PROCEEDINGS OF THE SOCIETY FOR PSYCHICAL RESEARCH - 1897-1898, Volume 13
Book Details + Condition: Kegan Paul, Trench, Trubner and Co. (London). First Edition, 1898. Hardcover. 653 pages, with Index to front. Illustrated. Scarce first edition, original copy of PROCEEDINGS OF THE SOCIETY OF PSYCHICAL RESEARCH from 1897-1898. Publisher's original green cloth boards with gilt title, etc. to spine. Contents of this volume include: On the "So-Called" Divining Rod; Divination; Observations of Certain Phenomena of Trance; Automatic Writing; Seance with Mrs. Piper; Indications that the "Spirit" Hypothesis is True; Hypothesis of Telepathy from the Living; Psychical Research in American Universities; The Subconscious Self and its Relation to Education and Health; Andrew Lang's "The Book of Dreams and Ghosts"; and much more. Notable contributing authors include: W.F. Barrett, Richard Hodgson, James H. Hyslop, Frank Podmore, Andrew Lang, F.W.H. Myers and more. Please see our other listings for more first editions of THE SOCIETY OF PSYCHICAL RESEARCH, as well as information about the organization below. Firm binding; rubbed corners and edges; some discoloration and aging to boards; old cataloguing sticker to bottom of spine; text is clean and free of markings. On the front free endpaper is a slip from the London Spiritualist Alliance Library (this one being blank); the same stamp to upper corner of inside front board, and another sticker stating "Not to be taken out. Presented by Mrs. Home and the late Col. L.E.M. Taylor."

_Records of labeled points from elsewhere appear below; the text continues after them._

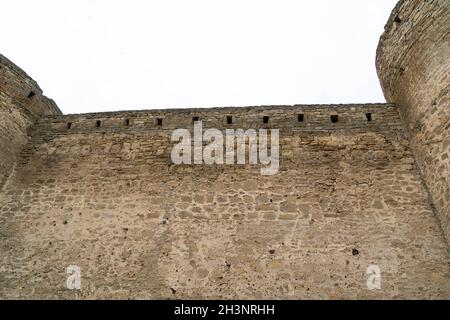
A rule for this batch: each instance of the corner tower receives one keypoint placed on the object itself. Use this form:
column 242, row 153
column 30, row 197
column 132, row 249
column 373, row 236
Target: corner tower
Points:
column 21, row 104
column 413, row 64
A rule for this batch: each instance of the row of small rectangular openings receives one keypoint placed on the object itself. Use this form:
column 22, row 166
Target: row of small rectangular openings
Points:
column 334, row 118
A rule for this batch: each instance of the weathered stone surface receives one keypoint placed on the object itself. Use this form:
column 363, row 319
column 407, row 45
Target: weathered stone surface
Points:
column 413, row 63
column 100, row 191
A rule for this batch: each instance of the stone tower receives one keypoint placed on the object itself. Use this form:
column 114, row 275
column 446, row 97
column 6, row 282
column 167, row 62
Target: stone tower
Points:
column 361, row 187
column 413, row 62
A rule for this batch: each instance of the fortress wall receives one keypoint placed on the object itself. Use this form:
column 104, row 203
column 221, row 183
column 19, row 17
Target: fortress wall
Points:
column 21, row 103
column 413, row 63
column 108, row 199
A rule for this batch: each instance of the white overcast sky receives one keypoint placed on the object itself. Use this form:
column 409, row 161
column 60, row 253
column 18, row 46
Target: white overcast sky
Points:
column 105, row 55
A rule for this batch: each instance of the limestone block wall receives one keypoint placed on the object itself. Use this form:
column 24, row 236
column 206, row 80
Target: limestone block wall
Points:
column 21, row 103
column 105, row 196
column 413, row 63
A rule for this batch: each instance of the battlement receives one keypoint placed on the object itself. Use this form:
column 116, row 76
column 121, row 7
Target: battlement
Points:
column 359, row 185
column 307, row 118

The Society for Psychical Research was created in 1882, with Henry Sidgwick serving as its first president. Its stated purpose was to apply scientific methods to the investigation of psychic phenomena and the paranormal. Areas of study included hypnotism, dissociation, thought-transference, mediumship, spirit possession, apparitions and haunted houses and the physical phenomena associated with séances. The SPR were the first to introduce a number of neologisms which have entered the English language, such as 'telepathy', which was coined by Frederic Myers. Much of the early work involved investigating, exposing and in some cases duplicating fake phenomena. Among its most renowned members were Sir Arthur Conan Doyle, Harry Price, and William T. Stead.